A Framework for Data Prefetching using Off-line Training of Markovian Predictors
Wong, Weng Fai
Palem, Krishna V.
MetadataShow full item record
An important technique for alleviating the memory bottleneck is data prefetching. Data prefetching solutions ranging from pure software approach by inserting prefetch instructions through program analysis to purely hardware mechanisms have been proposed. The degrees of success of those techniques are dependent on the nature of the applications. The need for innovative approach is rapidly growing with the introduction of applications such as object-oriented applications that show dynamically changing memory access behavior. In this paper, we propose a novel framework for the use of data prefetchers that are trained off-line. In particular, we propose two techniques for building small prediction tables off-line and the hardware support needed to deploy them at runtime.

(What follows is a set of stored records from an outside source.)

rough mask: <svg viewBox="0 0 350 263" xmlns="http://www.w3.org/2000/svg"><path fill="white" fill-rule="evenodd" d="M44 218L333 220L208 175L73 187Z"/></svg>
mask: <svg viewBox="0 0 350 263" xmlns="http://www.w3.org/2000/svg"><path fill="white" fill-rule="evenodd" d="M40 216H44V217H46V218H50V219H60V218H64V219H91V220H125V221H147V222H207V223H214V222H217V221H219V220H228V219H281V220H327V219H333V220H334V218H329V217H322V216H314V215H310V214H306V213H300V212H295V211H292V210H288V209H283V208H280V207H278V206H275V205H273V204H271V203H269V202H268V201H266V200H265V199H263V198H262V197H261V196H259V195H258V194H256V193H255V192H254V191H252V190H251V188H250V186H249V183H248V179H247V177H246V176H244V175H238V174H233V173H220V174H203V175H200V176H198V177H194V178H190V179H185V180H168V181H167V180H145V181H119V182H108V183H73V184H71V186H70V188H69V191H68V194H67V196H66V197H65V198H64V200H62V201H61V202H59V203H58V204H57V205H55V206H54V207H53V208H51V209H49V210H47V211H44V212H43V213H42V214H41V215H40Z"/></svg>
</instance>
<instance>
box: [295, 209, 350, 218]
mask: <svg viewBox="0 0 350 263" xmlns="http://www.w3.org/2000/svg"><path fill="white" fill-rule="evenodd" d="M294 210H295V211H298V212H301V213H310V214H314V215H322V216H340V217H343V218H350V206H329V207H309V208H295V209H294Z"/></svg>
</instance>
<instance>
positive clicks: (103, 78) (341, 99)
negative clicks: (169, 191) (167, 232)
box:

Our first technique is an adaptation of the Hidden Markov Model that has been used successfully in many diverse areas including molecular biology, speech, fingerprint and a wide range of recognition problems to find hidden patterns. Our second proposed technique is called the Window Markov Predictor, which seeks to identify relationships between miss addresses within a fixed window. Sample traces of applications are fed into these sophisticated off-line learning schemes to find hidden memory access patterns and prediction models are constructed. Once built, the predictor models are loaded into a data prefetching unit in the CPU at the appropriate point during the runtime to drive the prefetching. We will propose a general architecture for such a process and report on the results of the experiments we performed, comparing them against other hardware prefetching schemes. On average by using table size of about 8KB size, we were able to achieve prediction accuracy of about 68% through our own proposed method and performance was boosted about 37% on average on the benchmarks we tested. Furthermore, we believe our proposed framework is amenable to other predictors and can be done as a phase of the profiling-optimizing-compiler.